RFR: JDK-8255711: Fix and unify hotspot signal handlers [v4]
Gerard Ziemski
gziemski at openjdk.java.net
Fri Nov 6 15:23:01 UTC 2020
On Fri, 6 Nov 2020 12:56:19 GMT, Thomas Stuefe <stuefe at openjdk.org> wrote:
>> Hi all,
>>
>> may I please have opinions and reviews on this cleanup-fix-patch for the hotspot signal handlers.
>>
>> Its main intent is to simplify coding and to commonize some of it across all Posix platforms where possible.

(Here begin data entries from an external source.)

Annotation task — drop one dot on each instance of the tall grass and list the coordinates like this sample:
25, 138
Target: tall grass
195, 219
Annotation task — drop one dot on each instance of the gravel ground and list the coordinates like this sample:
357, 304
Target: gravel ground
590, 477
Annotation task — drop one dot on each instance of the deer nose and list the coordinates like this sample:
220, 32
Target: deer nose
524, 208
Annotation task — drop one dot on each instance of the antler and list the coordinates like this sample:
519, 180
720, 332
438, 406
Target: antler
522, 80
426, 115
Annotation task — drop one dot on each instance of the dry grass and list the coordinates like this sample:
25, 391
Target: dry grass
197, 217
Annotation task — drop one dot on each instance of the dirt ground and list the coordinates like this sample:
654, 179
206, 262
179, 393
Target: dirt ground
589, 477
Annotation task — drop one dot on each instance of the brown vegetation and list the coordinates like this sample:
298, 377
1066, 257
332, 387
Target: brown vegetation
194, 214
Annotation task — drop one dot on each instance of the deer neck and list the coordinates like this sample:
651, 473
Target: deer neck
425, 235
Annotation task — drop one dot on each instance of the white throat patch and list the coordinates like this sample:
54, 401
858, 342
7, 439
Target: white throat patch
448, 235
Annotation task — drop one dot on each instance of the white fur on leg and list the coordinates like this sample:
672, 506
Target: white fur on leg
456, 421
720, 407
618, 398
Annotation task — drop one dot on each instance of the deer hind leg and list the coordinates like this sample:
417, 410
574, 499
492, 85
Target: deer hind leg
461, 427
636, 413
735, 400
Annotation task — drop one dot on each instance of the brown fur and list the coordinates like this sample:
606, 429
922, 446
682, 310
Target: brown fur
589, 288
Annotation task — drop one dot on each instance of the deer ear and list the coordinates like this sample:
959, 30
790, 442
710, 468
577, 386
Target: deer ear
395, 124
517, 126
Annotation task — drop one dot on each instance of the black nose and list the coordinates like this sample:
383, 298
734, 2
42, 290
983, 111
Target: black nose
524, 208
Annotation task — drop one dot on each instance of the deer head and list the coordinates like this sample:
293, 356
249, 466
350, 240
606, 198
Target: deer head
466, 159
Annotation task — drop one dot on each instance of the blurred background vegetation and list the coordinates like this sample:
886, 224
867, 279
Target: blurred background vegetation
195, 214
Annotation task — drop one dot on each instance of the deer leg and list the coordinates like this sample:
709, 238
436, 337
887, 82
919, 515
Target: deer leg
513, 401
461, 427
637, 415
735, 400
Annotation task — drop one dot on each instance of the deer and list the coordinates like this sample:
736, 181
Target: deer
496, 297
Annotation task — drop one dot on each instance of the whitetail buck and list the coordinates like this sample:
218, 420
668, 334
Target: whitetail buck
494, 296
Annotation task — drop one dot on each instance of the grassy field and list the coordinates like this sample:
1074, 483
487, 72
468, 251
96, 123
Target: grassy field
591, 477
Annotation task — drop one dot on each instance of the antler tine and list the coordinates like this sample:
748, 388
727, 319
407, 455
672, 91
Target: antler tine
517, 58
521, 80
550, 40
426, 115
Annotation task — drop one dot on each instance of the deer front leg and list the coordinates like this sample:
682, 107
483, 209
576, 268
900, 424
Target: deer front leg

Also to fix a number of smaller issues.
>>
>> This will have a number of benefits, mainly easing maintenance pain for porters and reducing bitrot for platform dependent code.
>>
>> This all builds upon the work @gerard-ziemski did with https://bugs.openjdk.java.net/browse/JDK-8252324.
>>
>> ----
>>
>> This cleanup was made more complicated by the fact that there exists a non-obvious and undocumented way for a third party app to chain signal handlers (beside the documented one of using libjsig). It seems that the JVM_handle_xxx_functions() are in fact interfaces for third party coding to invoke hotspot signal handling. This only makes sense in combination with `-XX:+AllowUserSignalHandlers`. A cursory github search revealed that this flag is used quite a bit.
>>
>> See a more in-depth discussion here: [4]. Thanks to @dholmes-ora for untangling this bit of history.
>>
>> Unfortunately there is no official documentation from Sun or Oracle, and zero regression tests. So I try to preserve this interface as best as I can. I plan to add a proper regression test with a later change, but for now I don't have the time for that.
>>
>> ---
>>
>> The fixed issues:
>>
>> 1) `PosixSignals::_are_signal_handlers_installed` is used inside the platform handlers to guard a part of the platform handlers against execution in case the signal handlers are not yet installed.
>>
>> Initially this confused me since when this handler is called it would of course be installed. So that boolean would always be true. The only explanation I found was that since these handlers can be invoked directly from outside, this is some (ineffective) form of guard against calling this handler too early.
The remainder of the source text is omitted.